There were noticeably fewer people on the city’s streets as many fled indoors to escape the debilitating smog. Vehicle traffic was also thin on the ground after authorities pulled 30 percent of government vehicles off the road, along with a ban on fireworks and public sporting events. “I feel like I’m living in clouds of smog,” said Zheng Qiaoyun, a local resident who kept her 6-month-old son at home. “I have a headache, I’m coughing, and it’s hard to breathe on my way to my office.”
As a coastal city, Shanghai usually has mild to modest air pollution, but environmental group Greenpeace attributed the recent spike in pollution to slow-moving and low-hanging air masses which carried factory emissions from Jiangsu, Anhui and Shandong provinces to Shanghai. China’s social media sites are rife with jokes that the city is finally catching up to Beijing in terms of pollution levels.

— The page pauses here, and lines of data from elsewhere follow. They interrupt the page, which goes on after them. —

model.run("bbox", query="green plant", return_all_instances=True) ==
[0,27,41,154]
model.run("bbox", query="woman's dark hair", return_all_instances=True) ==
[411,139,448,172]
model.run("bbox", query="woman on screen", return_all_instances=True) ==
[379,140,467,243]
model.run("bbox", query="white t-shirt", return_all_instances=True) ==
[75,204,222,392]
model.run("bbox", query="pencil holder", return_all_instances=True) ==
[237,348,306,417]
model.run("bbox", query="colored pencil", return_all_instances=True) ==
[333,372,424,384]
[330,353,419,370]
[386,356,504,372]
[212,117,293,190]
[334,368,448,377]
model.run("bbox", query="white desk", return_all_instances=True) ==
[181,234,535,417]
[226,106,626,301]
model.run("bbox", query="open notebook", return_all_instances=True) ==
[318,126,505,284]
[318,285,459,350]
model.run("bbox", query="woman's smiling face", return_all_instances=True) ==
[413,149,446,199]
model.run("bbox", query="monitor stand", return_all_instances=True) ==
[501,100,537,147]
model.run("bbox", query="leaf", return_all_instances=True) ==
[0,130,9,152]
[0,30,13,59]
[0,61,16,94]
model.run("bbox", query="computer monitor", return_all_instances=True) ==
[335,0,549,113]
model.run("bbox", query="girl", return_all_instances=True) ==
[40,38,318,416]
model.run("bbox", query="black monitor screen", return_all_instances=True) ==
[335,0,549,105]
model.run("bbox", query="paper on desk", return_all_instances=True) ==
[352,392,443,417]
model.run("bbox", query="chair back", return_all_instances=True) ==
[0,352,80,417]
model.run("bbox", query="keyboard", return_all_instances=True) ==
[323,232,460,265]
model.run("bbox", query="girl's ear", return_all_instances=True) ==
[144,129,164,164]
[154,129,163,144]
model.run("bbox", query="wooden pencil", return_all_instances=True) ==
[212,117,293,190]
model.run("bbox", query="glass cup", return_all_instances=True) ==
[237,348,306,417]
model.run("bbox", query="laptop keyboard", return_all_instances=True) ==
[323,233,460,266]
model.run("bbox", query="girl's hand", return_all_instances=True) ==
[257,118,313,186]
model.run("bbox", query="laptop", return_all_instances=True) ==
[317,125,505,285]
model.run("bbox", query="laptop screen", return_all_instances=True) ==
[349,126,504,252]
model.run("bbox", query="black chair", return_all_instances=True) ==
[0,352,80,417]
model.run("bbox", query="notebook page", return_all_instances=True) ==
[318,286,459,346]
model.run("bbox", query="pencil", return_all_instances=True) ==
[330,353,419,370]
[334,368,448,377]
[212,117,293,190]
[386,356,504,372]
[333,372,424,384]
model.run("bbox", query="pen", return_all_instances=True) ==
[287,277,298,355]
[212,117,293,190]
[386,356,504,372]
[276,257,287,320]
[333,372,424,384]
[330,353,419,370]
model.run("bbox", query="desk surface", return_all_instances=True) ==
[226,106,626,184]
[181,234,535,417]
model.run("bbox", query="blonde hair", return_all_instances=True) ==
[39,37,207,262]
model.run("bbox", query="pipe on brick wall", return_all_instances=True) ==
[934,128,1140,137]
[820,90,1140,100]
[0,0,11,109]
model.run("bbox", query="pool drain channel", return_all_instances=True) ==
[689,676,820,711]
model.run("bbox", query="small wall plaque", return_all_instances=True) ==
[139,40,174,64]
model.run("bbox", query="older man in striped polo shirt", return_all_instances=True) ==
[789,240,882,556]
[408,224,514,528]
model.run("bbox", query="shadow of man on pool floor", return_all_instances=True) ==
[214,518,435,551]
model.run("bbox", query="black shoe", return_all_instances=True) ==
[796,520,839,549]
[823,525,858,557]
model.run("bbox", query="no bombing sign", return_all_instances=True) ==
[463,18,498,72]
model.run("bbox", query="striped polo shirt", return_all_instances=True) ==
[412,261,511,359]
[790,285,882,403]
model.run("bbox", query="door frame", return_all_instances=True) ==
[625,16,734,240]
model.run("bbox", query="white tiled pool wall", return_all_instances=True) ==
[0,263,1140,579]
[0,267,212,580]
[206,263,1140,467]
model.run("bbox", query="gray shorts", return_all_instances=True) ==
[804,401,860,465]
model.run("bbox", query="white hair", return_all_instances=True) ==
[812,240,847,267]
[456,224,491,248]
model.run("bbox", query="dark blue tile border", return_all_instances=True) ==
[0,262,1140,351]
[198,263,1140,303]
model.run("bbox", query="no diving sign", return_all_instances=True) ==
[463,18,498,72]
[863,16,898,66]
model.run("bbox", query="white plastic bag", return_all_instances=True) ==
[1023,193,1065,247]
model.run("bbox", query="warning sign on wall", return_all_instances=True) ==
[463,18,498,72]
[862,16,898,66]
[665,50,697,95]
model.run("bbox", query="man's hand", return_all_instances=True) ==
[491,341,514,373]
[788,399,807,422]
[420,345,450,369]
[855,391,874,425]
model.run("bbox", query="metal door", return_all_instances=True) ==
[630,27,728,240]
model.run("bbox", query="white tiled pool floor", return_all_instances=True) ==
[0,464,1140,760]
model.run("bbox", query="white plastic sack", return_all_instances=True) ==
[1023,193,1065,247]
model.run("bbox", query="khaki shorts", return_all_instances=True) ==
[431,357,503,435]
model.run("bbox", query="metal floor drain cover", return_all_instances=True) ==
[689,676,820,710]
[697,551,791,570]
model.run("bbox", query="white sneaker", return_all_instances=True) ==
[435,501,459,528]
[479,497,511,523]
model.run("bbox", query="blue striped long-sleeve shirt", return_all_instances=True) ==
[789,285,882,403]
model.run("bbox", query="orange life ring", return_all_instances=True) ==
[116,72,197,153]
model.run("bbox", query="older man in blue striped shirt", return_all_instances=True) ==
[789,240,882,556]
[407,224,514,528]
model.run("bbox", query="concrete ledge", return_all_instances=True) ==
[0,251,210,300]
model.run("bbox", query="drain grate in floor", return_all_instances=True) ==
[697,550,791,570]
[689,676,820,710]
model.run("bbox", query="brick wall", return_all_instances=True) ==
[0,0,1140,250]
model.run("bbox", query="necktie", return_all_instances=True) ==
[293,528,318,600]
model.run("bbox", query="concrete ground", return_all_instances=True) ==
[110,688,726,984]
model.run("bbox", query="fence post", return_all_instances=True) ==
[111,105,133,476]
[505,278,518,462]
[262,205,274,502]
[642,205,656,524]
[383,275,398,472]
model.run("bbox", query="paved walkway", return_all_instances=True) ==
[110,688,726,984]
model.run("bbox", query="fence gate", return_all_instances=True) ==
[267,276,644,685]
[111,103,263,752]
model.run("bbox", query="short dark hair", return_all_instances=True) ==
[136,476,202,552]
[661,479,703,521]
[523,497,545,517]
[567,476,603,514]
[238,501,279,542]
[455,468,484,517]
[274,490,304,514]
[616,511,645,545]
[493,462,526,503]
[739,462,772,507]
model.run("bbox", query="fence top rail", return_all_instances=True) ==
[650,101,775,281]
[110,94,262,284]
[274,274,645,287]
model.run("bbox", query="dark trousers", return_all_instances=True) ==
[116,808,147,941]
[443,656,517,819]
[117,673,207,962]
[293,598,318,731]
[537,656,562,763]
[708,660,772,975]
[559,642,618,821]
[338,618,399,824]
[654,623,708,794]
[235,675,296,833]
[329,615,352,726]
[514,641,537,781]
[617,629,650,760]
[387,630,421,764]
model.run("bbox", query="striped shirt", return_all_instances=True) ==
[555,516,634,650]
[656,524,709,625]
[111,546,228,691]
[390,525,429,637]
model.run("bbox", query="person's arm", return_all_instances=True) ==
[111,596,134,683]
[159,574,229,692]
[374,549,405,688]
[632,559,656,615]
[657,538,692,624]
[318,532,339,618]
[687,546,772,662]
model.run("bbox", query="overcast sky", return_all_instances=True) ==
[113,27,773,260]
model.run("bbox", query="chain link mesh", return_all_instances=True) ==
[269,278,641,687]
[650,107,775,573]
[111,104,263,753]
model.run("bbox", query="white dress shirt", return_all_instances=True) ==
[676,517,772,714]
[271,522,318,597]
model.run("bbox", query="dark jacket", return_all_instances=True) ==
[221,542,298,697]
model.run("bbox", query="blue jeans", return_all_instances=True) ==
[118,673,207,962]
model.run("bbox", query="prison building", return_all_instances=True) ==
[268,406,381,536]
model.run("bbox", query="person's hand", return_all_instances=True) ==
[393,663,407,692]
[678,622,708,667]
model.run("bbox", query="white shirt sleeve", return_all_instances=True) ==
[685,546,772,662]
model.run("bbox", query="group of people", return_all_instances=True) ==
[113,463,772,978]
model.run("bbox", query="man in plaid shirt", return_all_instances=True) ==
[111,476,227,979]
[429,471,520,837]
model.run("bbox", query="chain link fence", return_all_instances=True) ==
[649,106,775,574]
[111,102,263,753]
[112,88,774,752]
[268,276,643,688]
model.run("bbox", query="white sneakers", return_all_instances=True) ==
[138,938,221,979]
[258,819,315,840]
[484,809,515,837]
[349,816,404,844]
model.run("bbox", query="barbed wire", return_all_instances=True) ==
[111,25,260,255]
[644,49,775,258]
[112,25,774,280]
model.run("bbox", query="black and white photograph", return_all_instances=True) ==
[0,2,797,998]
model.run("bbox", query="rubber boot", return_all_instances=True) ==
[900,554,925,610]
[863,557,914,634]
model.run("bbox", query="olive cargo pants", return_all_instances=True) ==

While humor is one way that many people forced to live with the pollution deal with daily life, it doesn’t change the fact that many sources of smog in the country are still going strong. Coal burning, car exhaust, factory pollution and weather patterns remain a serious challenge and a very real threat to the nation as a whole. Things can always get worse, as proven by the far northeastern city of Harbin, which reported PM 2.5 rates up to 1,000 micrograms per cubic meter in October when winter heating was switched on across the city.